As the evening wears on, it’s clear that we’re only heading in one direction. Things are getting messy, there’s an ever-growing beer puddle developing lake-like proportions over to one side, the jungle juice is out, people are dancing pretty much everywhere. And then David Byrne’s vocal rings out, Miller plays a Once In A Lifetime and the place erupts. We head off into the night and await tomorrow’s flight home, bumping into a miraculously still standing part of the London contingent. ‘We’re here for another couple of days,” Millwall says. These are hardy folk indeed…
And here’s a bonus of Boy’s Own style Uppers and Downers for the weekend…
Nice addition to the food range this year, catering for the oddbods and weirdos among us…
Don’t know if it was just people swerving the pints to avoid the toilet queues, but this was the drink of the festival…

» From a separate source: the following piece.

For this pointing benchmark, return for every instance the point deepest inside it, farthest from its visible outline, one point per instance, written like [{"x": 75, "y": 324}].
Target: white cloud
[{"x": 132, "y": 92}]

That new cover of What’s A Girl To Do
As played early doors at one of Weatherall’s Music’s Not For Everyone openers. Essential new take.
“Just going for a hotel wee.” Sweet-talking security to beat the toilet queues.
We’re not sure if it’s the early evening invocation from AW, or the incense sticks, or the increasing move towards something a bit wobblier, but things are getting more psychedelic…
Peza’s set on the Soundcloud kept us going in the days after returning, soundtracking the penning of all this cobblers too…
Your actual Convenanza mates
People you see maybe once a year. But the best people. Shout out to the Bromley contingent…
The man who makes it all happen…
Oceans of lotions of potions
Our weekend catchphrase
The Convenanza Diet
One meal a day. Seems about right
“I once pretended to like Gary Numan to get off with a Numanoid, so I know all about shame.”
Weatherall’s comment of the weekend from the discussion with David Keenan…
French old bill
Shutting down the proceedings half an hour early on Sunday at the official afters/debrief. Annoying, sure, but at least give them a bit of credit for maintaining patience from Thursday through to about half an hour before the weekend ended before deciding to do something about it…
Queuing, next year
Mind you, you thought it was bad this year, wait until the stripey t-shirt British invasion begins next year and we’re all held up at passport control for hours on end…
Going at it too hard, too heavy, on your opening night. Shocking tales for the Friday arrivers. Vodka Light-fingered culprits sneaking behind the counter to grab some booze… You were spotted.
Toilet queue nutbag
Seriously. The mad woman shouting about the patriarchy and refusing to let me pass her because it was unfair they didn’t have to queue as much as women. Not sure what her protest served, apart from giving us a severe case of post traumatic stress disorder.
The sex pest
Tatty's Travel Agency
Not the ones to plan your holiday with, after our hero arrived a day late, missing his plane from London…
Rarer than an old Emissions Audio Output promo.